The recent demotion of Pluto to “dwarf planet” by the International Astronomical Union has not diminished its interest to astronomers. New Horizon’s upcoming encounter with this dark, icy world will likely reveal many secrets about the formation of the solar system.
On January 19, 2006 the robotic spacecraft rumbled off the launch pad at Cape Canaveral, Florida atop an Atlas V rocket, embarking on its 3 billion mile journey. New Horizons left Earth traveling at 36,373 mph, setting a new record for the fastest launch for any human-made object. It zoomed past the moon in 9 hours.
It made its closest approach to Jupiter on February 28, 2007 moving at about 51,000 mph and received a gravity assist from the enormous gas giant, boosting its speed by about 8,900 mph. While at Jupiter, New Horizons made numerous scientific observations of the planet, its moons and rehearsed for its later flyby of Pluto.
The gravitational attraction of the Sun has slowed New Horizons to about 36,000 mph. This velocity is enough to eventually hurtle the spacecraft past Pluto, through the Kuiper Belt and beyond the influence of the Sun, sailing forever into interstellar space. At its current speed it will travel a distance equal to the nearest star in about 80,000 years.
On October 17, 2010 New Horizons passed the halfway point between Earth and Pluto. Even at this distance, from the perspective of the spacecraft, Pluto still cannot be seen by the naked eye.
New Horizons will make its closest approach to Pluto on July 14, 2015. It will study Pluto, its largest moon Charon and two additional moons, Nix and Hydra, that were discovered in 2005 using the Hubble Space Telescope.
Unfortunately, New Horizons will not orbit Pluto. The dwarf planet’s gravity is weak and the spacecraft cannot carry the tremendous amount of fuel necessary to slow it down. It will fly by the Pluto system and move on to study other objects in the Kuiper Belt, a region of the solar system similar to the asteroid belt, extending beyond Neptune. Thousands of objects have been discovered in the Kuiper Belt, some nearly the size of Pluto.

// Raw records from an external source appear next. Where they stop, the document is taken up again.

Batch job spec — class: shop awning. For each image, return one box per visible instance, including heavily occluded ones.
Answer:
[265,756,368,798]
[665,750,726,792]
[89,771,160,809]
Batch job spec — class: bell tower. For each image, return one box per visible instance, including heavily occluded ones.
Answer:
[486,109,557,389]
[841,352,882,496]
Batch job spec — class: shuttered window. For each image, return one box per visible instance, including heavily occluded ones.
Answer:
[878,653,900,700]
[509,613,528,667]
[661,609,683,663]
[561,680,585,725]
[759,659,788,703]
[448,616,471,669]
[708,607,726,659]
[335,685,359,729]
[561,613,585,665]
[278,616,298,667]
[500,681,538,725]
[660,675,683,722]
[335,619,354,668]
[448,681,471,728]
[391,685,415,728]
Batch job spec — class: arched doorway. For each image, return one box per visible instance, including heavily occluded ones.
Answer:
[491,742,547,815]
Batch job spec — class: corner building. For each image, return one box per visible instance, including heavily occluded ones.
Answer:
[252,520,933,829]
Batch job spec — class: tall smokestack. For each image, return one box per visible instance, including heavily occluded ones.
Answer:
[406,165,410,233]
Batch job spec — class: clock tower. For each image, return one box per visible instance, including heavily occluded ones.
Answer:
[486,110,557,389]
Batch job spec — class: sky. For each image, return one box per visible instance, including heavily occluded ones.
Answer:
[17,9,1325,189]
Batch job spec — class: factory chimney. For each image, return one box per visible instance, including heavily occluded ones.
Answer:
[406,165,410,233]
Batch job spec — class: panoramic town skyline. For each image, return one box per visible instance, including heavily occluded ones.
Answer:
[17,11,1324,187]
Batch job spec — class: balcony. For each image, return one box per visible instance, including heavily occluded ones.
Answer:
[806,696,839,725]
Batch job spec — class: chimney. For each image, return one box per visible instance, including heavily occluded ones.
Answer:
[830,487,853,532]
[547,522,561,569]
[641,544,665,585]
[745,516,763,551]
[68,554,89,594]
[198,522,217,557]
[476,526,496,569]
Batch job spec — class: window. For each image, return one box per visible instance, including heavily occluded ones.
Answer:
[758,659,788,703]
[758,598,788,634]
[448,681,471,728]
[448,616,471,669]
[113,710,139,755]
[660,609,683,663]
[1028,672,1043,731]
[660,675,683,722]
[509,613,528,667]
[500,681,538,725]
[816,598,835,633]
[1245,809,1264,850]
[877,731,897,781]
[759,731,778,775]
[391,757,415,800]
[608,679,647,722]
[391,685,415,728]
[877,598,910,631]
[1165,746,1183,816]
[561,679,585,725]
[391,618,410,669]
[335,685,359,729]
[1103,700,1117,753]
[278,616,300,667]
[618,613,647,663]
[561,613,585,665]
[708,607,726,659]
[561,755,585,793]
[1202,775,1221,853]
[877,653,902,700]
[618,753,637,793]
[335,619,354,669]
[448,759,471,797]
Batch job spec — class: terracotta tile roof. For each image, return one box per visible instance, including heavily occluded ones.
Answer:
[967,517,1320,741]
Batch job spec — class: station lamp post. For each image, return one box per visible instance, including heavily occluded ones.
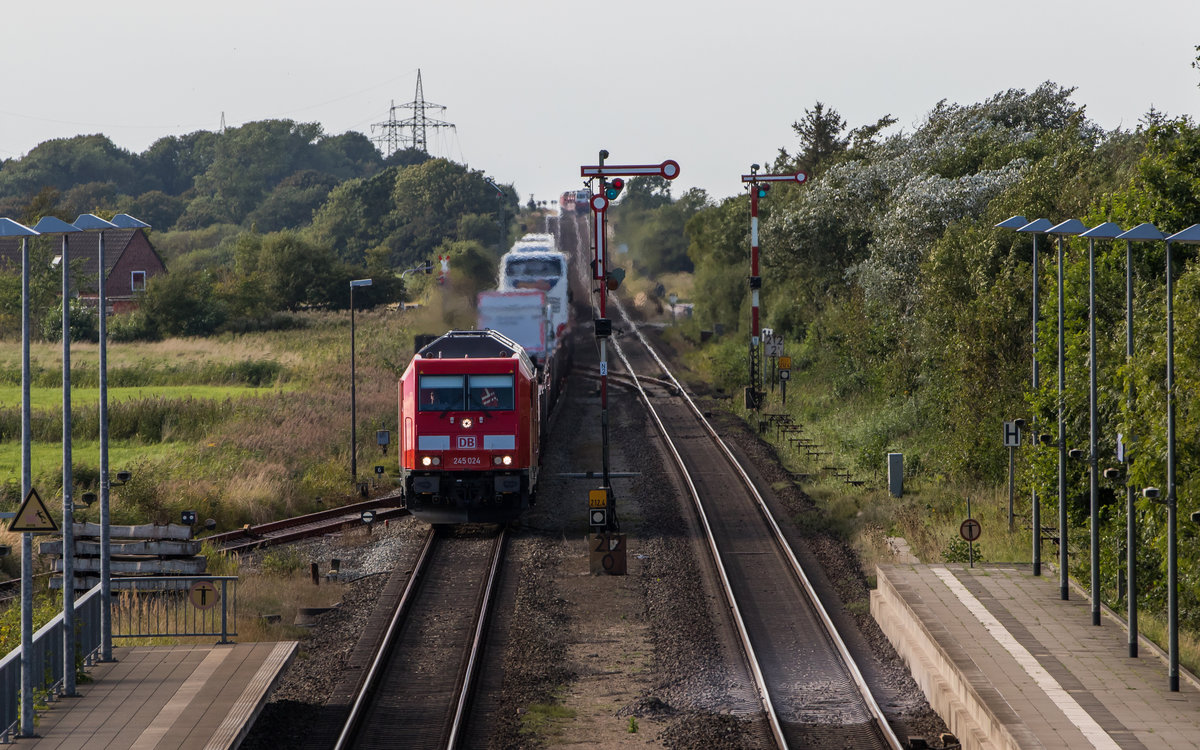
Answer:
[996,216,1051,576]
[1117,222,1164,658]
[34,216,80,696]
[74,214,150,661]
[1080,221,1122,625]
[1046,218,1087,601]
[350,278,371,487]
[1164,224,1200,692]
[0,218,37,737]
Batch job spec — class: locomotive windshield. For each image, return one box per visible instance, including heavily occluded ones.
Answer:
[508,258,563,282]
[467,374,514,412]
[416,376,463,412]
[416,374,516,412]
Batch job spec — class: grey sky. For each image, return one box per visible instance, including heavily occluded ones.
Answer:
[0,0,1200,200]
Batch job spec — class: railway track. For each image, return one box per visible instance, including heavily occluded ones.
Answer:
[613,295,904,750]
[204,496,408,552]
[336,527,506,749]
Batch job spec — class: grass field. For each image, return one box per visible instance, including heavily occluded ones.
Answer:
[0,385,285,410]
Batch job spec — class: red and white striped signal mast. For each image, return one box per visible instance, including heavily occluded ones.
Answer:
[742,164,809,409]
[580,149,679,532]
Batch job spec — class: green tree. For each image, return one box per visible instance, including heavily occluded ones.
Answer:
[792,102,850,173]
[0,136,142,196]
[139,271,227,336]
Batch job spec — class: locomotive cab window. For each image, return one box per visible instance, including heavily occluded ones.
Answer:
[467,374,516,412]
[416,376,463,412]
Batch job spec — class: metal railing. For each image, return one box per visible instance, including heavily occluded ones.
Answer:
[113,576,238,643]
[0,584,101,744]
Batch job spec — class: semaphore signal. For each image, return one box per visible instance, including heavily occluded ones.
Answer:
[742,164,809,409]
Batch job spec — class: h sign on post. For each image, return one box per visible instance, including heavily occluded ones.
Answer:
[1004,421,1021,448]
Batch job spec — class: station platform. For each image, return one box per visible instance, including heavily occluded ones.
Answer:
[871,564,1200,750]
[12,641,296,750]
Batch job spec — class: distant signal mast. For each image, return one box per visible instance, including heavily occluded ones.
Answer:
[371,68,454,158]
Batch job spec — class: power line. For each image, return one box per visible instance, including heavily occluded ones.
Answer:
[371,68,454,158]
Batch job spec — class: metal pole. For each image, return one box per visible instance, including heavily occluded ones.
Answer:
[1057,235,1070,601]
[1008,445,1016,534]
[967,497,974,568]
[96,232,113,661]
[20,238,34,737]
[746,188,762,409]
[62,234,76,696]
[1030,234,1042,576]
[350,283,359,485]
[1166,241,1180,692]
[1087,238,1100,625]
[1123,240,1138,658]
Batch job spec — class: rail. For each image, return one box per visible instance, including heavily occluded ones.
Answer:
[0,584,101,744]
[614,300,901,750]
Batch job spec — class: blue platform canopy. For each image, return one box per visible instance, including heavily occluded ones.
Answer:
[1079,221,1124,240]
[0,218,38,236]
[1046,218,1087,234]
[1018,218,1052,234]
[34,216,80,234]
[1166,224,1200,245]
[72,214,116,230]
[113,214,150,229]
[1117,222,1165,241]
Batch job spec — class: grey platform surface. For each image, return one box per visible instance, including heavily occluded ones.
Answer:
[871,565,1200,749]
[13,641,296,750]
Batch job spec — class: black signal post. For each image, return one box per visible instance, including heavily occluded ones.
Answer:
[742,164,809,409]
[580,149,679,532]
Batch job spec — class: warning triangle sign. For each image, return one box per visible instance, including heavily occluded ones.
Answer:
[8,487,59,534]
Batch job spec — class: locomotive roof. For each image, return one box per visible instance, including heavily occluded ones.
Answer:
[416,329,533,367]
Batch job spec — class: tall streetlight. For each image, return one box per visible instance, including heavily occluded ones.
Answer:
[1165,224,1200,692]
[34,216,79,696]
[350,278,371,486]
[1080,221,1122,625]
[0,218,37,737]
[74,214,150,661]
[1046,218,1087,601]
[1117,218,1165,658]
[996,216,1051,576]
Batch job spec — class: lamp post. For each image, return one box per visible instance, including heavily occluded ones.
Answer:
[1046,218,1087,601]
[1080,221,1121,625]
[74,208,150,661]
[34,216,79,696]
[0,218,37,737]
[996,216,1050,576]
[1164,224,1200,692]
[350,278,371,485]
[1117,223,1164,658]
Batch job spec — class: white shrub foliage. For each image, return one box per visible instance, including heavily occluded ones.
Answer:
[764,82,1099,314]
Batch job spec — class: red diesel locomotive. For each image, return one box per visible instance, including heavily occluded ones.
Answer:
[397,330,545,523]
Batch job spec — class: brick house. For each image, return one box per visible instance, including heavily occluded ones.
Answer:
[0,229,167,313]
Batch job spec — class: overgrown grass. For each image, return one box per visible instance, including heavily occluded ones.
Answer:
[0,310,417,528]
[0,384,288,412]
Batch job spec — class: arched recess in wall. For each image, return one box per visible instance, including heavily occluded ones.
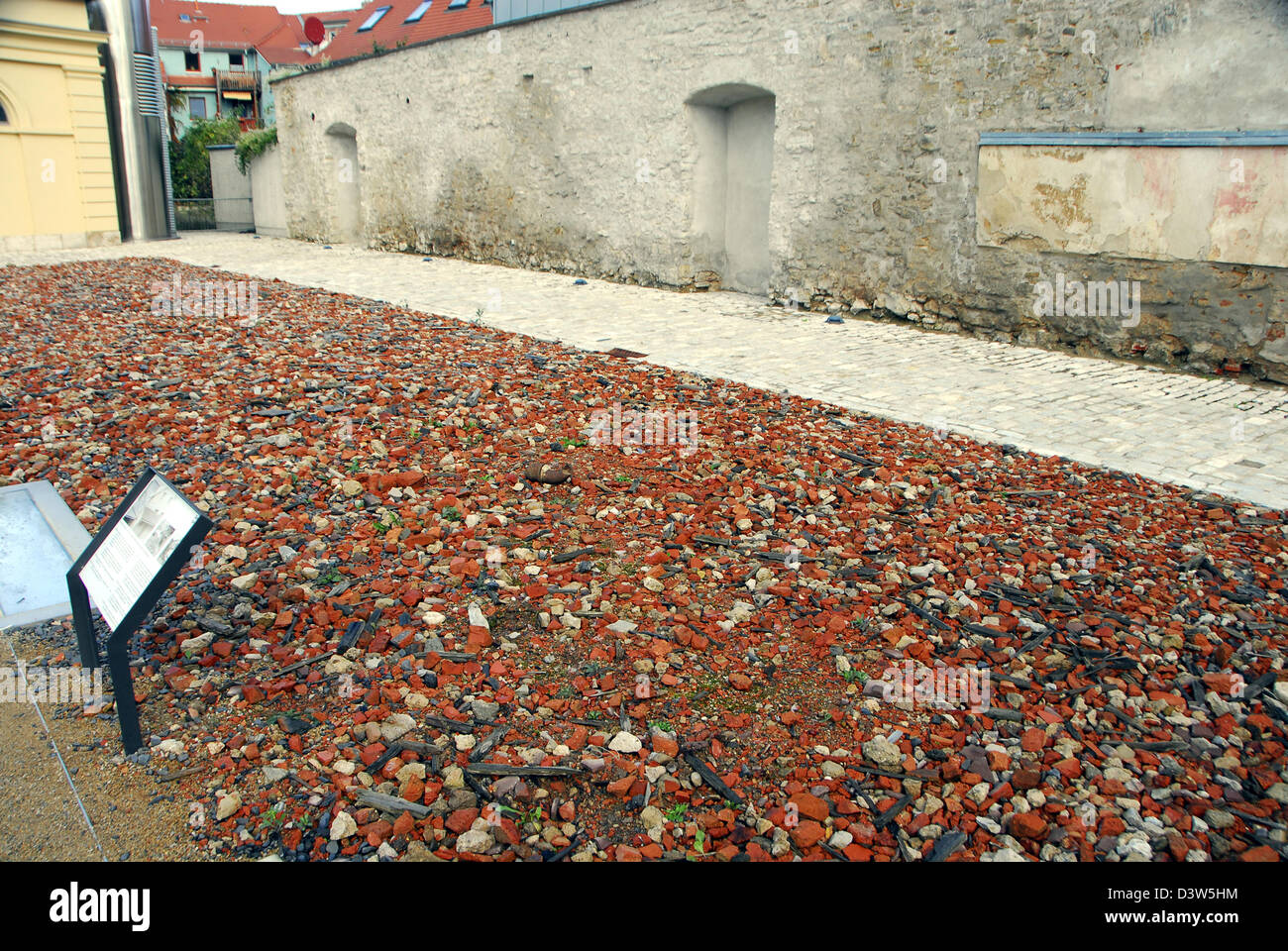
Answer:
[686,82,777,294]
[0,82,27,129]
[326,123,362,244]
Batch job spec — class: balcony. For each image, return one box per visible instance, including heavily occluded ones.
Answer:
[213,69,261,93]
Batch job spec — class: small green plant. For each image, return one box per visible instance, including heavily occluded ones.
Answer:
[373,511,402,535]
[233,125,277,175]
[259,802,286,832]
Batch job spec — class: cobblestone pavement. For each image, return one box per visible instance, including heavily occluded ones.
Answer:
[10,232,1288,508]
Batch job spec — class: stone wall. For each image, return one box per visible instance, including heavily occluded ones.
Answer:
[274,0,1288,381]
[250,146,290,237]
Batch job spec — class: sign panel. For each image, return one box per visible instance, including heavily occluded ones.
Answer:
[67,467,213,753]
[80,473,201,631]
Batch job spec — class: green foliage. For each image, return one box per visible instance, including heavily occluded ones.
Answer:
[235,125,277,175]
[170,116,241,198]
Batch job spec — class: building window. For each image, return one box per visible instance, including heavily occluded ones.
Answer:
[357,7,389,34]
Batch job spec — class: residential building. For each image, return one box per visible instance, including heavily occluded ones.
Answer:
[318,0,492,61]
[149,0,353,137]
[0,0,120,249]
[492,0,604,25]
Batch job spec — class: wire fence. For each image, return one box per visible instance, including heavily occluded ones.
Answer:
[174,198,255,231]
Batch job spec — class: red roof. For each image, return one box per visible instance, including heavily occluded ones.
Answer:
[318,0,492,61]
[149,0,296,49]
[149,0,492,65]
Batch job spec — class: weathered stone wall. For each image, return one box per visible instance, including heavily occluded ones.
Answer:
[274,0,1288,380]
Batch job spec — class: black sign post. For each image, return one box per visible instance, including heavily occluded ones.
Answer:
[67,466,214,753]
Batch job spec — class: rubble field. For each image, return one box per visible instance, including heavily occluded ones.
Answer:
[0,259,1288,862]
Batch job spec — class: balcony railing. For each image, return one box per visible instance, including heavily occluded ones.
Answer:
[214,69,259,91]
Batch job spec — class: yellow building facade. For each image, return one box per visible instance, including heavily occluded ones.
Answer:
[0,0,121,250]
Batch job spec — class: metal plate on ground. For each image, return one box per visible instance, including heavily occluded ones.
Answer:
[0,480,89,629]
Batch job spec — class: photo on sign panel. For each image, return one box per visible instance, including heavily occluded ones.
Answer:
[81,476,197,630]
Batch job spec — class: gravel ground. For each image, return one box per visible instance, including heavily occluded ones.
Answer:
[0,261,1288,862]
[0,621,200,862]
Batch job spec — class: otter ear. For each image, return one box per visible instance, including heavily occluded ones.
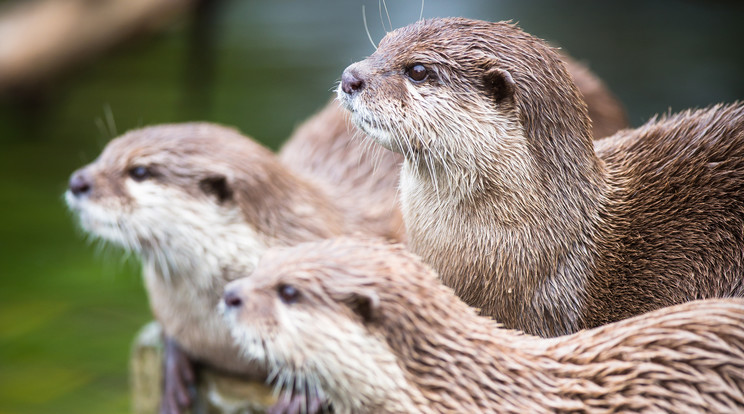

For those too young to remember NASA’s early Mariner and Voyager missions, New Horizons is very special. Ignoring planetary semantics for a moment, New Horizons could be the final time that any human will witness a physical encounter with an unexplored planet. Astronomers have discovered hundreds of extrasolar planets, but their distances are so vast that we cannot reach them within a human lifespan. Pluto seems to be our last chance to live planetary history.
So during the month of July, 2015 keep a close eye on national news and www.nasa.gov. Do not miss humanity’s first contact with the unimaginably cold, desolate and distant wanderer of the outer solar system, aptly named after the Roman god of the Underworld. Do not miss one of the most important astronomical encounters in history.